Our difficulties with raising backyard pigs has been no secret. I’ve complained many times about how they have escaped from their pen and damaged one garden or another. Well, now we are building a pig pen with hog panels. Something we hope will hold up much longer and with less drama.
It would be fair to say that our first mistake was not properly training the pigs in a very tight area to fear electric fencing. Instead we immediately put them inside of electric net fencing – something many people have success with – and our pigs promptly found ways to break out of the enclosure.
Problems with Pigs
The pigs have been frustrating us so much. For Jared it usually came in the news of the pigs being out and in a garden, or coming home to find a pig in a garden, with any amount of damage imaginable having already been done. They’ve even taken baths in the fish pond, tipping over the flower pots of moss for the bees and rooting up around the pond. For Jennifer it usually meant having to get the pigs back inside of the fence while Jared was still at work.
We were so tired of it that the decision was made the butcher the pigs. We were done with swine and all their heartache.
The decision was made to wait a month until our local deer processor was open. However, when that time came, we found out that they are only permitted, by law, to process wild game, not farm raised animals. Apparently it didn’t matter that the meat was for our own use and not for sale.
Our next piece of news came with one of the sows looking quite pregnant. This would be her 2nd farrowing and unlike the first one this seemed to come on very suddenly. One day her teats seemed very full and she seemed much larger than the other sow.
Building a Pig Pen with Hog Panels
Well, we may be fed up with the pigs but we weren’t about to butcher a sow that was about to give birth. So, the decision was made to make a solid non-movable pen for her to farrow in and to let the piglets grow and wean.
We don’t have poultry on the property right now so we decided to re-purpose the chicken coup as a pig shelter.
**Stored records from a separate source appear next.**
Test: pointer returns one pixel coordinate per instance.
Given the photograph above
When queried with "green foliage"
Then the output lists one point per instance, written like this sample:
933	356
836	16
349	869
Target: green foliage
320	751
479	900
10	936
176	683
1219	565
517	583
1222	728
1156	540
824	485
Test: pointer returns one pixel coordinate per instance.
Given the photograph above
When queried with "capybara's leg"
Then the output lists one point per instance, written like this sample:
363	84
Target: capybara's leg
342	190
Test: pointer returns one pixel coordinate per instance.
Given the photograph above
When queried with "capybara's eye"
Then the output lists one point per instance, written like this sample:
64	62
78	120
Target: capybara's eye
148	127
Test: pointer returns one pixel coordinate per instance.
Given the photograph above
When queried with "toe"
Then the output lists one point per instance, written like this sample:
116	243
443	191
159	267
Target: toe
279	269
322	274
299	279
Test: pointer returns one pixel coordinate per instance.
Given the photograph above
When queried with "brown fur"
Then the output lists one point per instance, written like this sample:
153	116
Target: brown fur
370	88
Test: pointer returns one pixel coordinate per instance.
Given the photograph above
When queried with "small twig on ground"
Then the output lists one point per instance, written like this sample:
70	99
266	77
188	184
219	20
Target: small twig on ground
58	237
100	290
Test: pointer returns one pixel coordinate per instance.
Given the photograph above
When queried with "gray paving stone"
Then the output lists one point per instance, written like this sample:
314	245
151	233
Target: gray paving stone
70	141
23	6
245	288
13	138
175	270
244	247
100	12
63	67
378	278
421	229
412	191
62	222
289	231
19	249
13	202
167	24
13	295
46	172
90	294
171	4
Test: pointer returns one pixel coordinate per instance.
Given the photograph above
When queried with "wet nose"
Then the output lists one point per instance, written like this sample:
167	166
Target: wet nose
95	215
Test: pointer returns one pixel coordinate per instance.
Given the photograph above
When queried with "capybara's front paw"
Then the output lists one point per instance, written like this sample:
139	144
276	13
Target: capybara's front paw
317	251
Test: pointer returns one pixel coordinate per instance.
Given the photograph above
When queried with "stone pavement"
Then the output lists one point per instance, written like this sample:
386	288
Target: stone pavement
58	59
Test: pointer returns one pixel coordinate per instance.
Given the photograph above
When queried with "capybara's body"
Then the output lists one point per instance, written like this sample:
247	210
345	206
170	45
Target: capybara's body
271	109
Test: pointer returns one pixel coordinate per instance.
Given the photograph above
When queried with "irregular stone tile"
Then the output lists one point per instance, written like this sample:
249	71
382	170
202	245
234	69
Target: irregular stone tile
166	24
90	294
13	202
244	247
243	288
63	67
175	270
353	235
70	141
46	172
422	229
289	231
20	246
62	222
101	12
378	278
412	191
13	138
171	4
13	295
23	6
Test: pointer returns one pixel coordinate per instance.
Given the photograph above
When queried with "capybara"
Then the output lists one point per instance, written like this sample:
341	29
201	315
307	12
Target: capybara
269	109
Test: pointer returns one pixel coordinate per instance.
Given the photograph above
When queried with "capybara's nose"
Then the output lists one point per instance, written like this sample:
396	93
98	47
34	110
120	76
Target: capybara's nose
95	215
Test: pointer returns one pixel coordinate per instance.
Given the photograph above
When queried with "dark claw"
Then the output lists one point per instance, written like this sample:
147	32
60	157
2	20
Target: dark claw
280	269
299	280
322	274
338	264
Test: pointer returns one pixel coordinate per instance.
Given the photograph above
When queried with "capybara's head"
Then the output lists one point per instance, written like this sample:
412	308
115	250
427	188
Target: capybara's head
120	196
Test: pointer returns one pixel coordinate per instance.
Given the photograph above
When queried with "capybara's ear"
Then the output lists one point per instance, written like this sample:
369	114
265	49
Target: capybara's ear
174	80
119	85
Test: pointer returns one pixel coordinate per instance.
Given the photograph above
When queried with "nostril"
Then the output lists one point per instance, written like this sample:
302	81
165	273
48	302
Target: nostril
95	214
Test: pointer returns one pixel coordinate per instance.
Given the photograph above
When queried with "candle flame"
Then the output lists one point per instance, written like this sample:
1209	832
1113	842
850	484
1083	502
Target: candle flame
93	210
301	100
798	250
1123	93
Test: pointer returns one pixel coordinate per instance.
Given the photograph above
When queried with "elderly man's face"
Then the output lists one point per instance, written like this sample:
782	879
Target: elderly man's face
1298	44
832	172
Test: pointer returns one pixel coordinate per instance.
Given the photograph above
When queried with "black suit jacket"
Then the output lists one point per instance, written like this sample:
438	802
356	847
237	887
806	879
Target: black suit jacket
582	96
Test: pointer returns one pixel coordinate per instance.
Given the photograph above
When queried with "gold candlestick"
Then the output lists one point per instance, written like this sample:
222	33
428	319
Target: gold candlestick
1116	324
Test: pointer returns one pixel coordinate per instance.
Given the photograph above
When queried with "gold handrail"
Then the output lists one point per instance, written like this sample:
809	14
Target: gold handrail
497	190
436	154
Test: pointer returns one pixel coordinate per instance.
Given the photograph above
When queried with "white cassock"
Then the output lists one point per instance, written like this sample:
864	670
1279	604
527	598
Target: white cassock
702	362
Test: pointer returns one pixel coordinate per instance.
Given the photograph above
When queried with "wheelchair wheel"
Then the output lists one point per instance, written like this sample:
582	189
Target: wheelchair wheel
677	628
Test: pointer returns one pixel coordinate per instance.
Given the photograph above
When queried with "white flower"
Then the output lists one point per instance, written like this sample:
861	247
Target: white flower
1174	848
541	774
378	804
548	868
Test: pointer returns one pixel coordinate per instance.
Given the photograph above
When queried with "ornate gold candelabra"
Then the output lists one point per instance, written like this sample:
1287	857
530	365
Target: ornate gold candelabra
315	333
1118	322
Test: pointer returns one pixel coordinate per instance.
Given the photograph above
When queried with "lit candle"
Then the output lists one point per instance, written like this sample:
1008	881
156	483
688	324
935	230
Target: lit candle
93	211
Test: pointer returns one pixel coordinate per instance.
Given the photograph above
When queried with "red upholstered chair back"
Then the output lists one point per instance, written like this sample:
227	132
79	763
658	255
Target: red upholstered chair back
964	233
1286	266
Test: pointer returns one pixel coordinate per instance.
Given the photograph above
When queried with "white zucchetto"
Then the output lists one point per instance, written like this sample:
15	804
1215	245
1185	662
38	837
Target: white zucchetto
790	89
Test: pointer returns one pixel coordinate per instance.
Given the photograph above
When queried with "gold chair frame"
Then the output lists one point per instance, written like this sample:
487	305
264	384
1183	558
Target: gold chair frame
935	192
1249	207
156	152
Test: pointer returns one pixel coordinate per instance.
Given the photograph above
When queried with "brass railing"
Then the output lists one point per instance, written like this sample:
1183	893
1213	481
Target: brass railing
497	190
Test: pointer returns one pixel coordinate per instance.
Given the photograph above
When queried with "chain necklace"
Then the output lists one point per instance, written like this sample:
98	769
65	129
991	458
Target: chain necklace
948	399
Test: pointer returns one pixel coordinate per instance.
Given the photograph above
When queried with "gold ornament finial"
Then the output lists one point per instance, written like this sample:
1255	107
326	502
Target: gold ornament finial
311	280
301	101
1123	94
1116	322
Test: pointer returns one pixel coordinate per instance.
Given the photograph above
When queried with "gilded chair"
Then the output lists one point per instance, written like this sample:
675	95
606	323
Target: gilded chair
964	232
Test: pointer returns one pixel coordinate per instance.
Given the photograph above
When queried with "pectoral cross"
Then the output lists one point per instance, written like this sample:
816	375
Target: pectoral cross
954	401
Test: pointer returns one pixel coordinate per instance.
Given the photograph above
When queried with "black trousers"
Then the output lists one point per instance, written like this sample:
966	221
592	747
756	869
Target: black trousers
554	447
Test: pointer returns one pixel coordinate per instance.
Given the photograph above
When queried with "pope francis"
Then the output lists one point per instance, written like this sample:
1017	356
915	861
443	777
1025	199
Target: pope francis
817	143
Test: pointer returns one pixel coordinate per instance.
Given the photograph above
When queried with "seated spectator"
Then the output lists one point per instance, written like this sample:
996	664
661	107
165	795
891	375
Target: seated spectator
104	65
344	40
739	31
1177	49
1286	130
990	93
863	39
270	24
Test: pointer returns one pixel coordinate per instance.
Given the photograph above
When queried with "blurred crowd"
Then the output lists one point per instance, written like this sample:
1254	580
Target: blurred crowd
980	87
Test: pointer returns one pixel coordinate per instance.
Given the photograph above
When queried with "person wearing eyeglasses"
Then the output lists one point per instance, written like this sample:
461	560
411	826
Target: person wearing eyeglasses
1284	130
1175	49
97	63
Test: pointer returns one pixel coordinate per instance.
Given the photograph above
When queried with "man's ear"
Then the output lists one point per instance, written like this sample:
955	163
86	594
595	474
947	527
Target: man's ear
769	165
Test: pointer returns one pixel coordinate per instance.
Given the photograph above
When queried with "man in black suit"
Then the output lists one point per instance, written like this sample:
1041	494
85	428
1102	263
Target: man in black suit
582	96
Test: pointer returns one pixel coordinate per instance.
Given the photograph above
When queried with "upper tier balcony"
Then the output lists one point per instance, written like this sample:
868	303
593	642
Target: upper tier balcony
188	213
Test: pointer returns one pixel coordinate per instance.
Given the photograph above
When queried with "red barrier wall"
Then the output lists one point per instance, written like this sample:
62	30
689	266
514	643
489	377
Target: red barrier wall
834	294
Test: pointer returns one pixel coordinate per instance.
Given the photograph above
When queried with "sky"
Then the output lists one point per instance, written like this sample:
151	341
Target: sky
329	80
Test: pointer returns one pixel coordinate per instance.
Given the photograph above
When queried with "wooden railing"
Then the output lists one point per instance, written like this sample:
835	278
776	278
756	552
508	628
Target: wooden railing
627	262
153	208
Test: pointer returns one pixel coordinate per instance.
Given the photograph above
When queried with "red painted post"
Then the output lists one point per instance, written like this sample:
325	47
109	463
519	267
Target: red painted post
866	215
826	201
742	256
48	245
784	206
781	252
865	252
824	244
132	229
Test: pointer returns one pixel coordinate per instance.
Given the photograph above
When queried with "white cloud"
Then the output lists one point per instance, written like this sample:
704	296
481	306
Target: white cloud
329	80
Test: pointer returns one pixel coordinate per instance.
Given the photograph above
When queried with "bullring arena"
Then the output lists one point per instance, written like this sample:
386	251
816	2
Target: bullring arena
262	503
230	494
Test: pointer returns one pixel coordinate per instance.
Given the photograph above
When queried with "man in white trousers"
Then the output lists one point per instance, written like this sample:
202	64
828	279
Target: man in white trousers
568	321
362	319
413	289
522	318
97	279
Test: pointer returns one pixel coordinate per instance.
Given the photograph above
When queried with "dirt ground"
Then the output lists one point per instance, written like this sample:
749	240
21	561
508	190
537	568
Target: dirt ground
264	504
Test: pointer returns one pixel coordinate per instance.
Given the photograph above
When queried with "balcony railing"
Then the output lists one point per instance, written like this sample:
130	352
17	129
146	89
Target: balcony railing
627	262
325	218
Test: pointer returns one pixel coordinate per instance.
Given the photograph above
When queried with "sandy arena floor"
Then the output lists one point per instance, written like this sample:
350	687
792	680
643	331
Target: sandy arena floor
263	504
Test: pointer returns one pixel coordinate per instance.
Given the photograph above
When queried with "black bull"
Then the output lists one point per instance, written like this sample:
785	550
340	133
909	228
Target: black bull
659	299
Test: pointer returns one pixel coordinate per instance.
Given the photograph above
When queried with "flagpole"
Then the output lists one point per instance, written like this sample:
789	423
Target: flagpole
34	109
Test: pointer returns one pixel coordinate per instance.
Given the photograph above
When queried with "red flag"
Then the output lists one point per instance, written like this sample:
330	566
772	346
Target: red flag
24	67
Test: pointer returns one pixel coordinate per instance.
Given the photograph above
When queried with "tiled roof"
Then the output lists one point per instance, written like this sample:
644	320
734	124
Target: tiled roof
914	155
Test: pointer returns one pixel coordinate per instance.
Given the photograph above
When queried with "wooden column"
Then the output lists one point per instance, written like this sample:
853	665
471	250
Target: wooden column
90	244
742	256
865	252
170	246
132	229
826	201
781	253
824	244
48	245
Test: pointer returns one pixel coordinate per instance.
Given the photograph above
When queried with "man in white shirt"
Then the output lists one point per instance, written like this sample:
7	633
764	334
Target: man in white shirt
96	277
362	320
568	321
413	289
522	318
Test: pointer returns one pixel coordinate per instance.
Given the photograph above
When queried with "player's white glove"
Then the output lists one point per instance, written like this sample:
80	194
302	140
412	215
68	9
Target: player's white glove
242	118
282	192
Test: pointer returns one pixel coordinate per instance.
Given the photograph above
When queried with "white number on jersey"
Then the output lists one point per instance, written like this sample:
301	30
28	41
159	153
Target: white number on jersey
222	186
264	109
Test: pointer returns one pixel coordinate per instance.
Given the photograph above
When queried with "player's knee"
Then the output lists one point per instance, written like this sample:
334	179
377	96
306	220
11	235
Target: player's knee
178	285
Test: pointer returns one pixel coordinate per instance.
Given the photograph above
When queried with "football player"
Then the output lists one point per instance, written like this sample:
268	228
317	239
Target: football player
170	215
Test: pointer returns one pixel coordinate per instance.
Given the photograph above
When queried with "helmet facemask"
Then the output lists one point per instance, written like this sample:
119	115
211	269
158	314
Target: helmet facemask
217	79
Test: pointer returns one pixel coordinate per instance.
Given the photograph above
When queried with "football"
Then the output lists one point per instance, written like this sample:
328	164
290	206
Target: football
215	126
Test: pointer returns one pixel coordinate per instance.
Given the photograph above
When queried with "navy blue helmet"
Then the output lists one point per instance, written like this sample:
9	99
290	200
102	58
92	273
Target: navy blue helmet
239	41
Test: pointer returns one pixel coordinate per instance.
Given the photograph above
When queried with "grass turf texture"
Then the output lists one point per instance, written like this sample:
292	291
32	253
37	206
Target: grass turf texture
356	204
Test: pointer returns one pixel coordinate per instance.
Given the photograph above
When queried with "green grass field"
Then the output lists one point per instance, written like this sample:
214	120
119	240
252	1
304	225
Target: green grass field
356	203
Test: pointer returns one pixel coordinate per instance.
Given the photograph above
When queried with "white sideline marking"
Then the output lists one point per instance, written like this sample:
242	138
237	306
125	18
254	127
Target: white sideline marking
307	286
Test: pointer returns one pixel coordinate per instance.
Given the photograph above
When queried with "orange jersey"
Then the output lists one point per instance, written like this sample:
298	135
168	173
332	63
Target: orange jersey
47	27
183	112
On the outside of the coup we added a 16 x 32 foot area. The inside covered area (the old coop) is about 6 x 14 feet, or so.
The timing of this move couldn’t have been better. As soon as the sow was placed in this new enclosure she started to nest. She was moving flakes of hay around and rooting out a hallow to lay in. The next morning – 9 new piglets: 6 boys and 3 girls.
So, here we are, for at least the next 2 months we’ll be growing out pigs again. We will be butchering the male and waiting to see if the 2nd sow is pregnant as well. More to come!